I hope there is a very thorough investigation, and I'm going to have a hard time accepting almost any reason for the kid getting shot. Even if there is a valid reason for the shooting (like the screwdriver was actually a knife and the kid had it up to a cops throat which I highly doubt) it's going to be hard to believe. Even if true. Which is why I say again, cameras.
If you failed to read between the lines, I think police should have cameras. Cameras.
Zarniwoop
reply to post by WarminIndy
So the question has to become this...why did the parents call the cops in the first place?
The news video stated that the parents had to call police several times in the past to take their son to the hospital get his medication adjusted for his mental illness. Which means, he was on meds already. Something really strange there. Maybe they couldn't afford doc appointments and emergencies were the only way to get help?
Something went horribly wrong, and very few details other than sadly, someone is dead in a scenario that probably could have been prevented. It sounds like the police department is calling for an external investigation by the FBI.

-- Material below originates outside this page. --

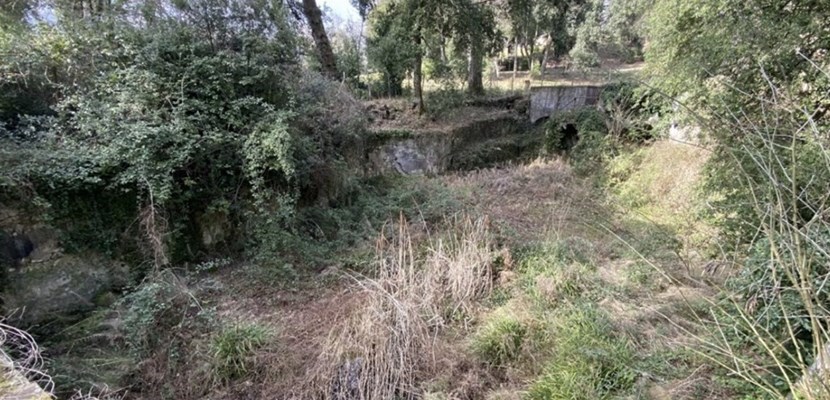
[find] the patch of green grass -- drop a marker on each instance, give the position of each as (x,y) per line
(499,340)
(233,350)
(558,270)
(588,361)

I have a hard time believing that a cop said "we don't have time for this" and then just shot the kid, though. Those two events may have happened, but probably not in direct succession with one another.
"Everything was going good," Mark Wilsey said, according to WWAY. "Then this fat cop from Southport walks in the room, walks around the corner, says, 'We don't have time for this. Tase that kid now. Let's get him out of here.' "
The stepfather said Vidal tried to run but was struck with two Taser charges and fell backward. He said the first two officers to respond got on top of Vidal.
WECT attributed a slightly different accounting of events to Mark Wilsey. In that retelling, the stepfather said officers had pinned Vidal to the ground after he had been tased and one of the officers said, "We don't have time for this" and shot his stepson.
Seventy seconds after the third officer arrived, WECT reported, citing police records, police radioed that they had had to shoot the teenager in self-defense.
Mark Ryan Wilsey, who was not at the house but rushed there in an "absolute panic" and claimed that police restrained him, said his family is outraged by what happened and determined to get justice.
"We want the truth to be out there," he said. "We don't want the good ole cops system to play out something that ain't the truth."
Another example of how in the last 20 years, or so, Policing in America has gone from one side of the pengulium to the other.